I’m sitting here on my ottoman, a whole list of things I want to get done, not doing any of them (at least not until I started writing this blog post), and wondering why I spend so much time thinking about what I want/need to get done as opposed to actually *doing* it. I do this everywhere…though I am somewhat more focused at work when I can be (which isn’t as much as I’d like, because…other people).
That said, even here at home, by myself (well, just me and the dogs), I am…unsettled. Unfocused. I know what I want/need to do, but I can’t decide what to do first, or for how long, or what to do when I get interrupted, or…well, you get the picture.
Part of the problem is that I’m interrupted so often (even here at home), that I have trouble getting into anything because it seems futile. I know that happens a *lot* at work, and here at home with the dogs too. I’ve gotten so used to that, and it’s so disruptive to being “in the zone” with anything that I often just don’t even try. I pick at things, piecemeal, afraid to get too deep since an interruption is inevitably just around the corner instead of really focusing. It’s far less efficient and less satisfying than being able to actually put my head down and work steady for a good couple hours on the same project, but it’s often all I can do to actually make progress on anything.
Even just now, writing this post, I had to get up to let the dog in, but when I sat back down, I checked my email before coming back to this. Is there anything else that needs my attention? Do I need to shift focus again?

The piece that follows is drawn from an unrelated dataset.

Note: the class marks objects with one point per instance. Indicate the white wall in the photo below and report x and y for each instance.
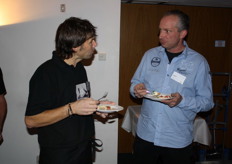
(27, 33)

Is it okay to try to get back in the zone for another twenty minutes or so?
I’ve trained my brain to be like this, to just work shallowly around all the interruptions throughout my day, and I get stuff done, but not nearly as efficiently or satisfyingly as I could if I were able to actually focus, even for just a full hour at a time.
Thing is, I probably could, it’s just that I hate being pulled out of the focus zone so much, and it’s happened so often, that the fear (or certainty) of it happening again keeps me from allowing myself to really delve into anything at all. And I’ve trained myself to give into that fear, unfortunately. Which means to “fix” it, there are a couple of things I really need to work on.
The first is planning. I’ve gotten lazy about both keeping track of projects and scheduling the smaller parts of the whole. The only way to be able to focus on anything is to first know what it is I wanted to focus on in the first place. I have a ton of projects to keep track of for work, and also a bunch for both the house and my writing. Today I wasted a ton of time just trying to decide whether to clean first, or write this blog post, or do some editing, or rearrange furniture…and that’s only four different things! If I had a running list of to-dos, and then either late last night or first thing this morning, I looked at that list and my day and actually scheduled when I wanted to do what, I wouldn’t have wasted all that time. I would have had a plan to follow, and even if I was interrupted or thrown off the schedule, I still would have been able to pick it back up from the last undone thing, and could have continued from there.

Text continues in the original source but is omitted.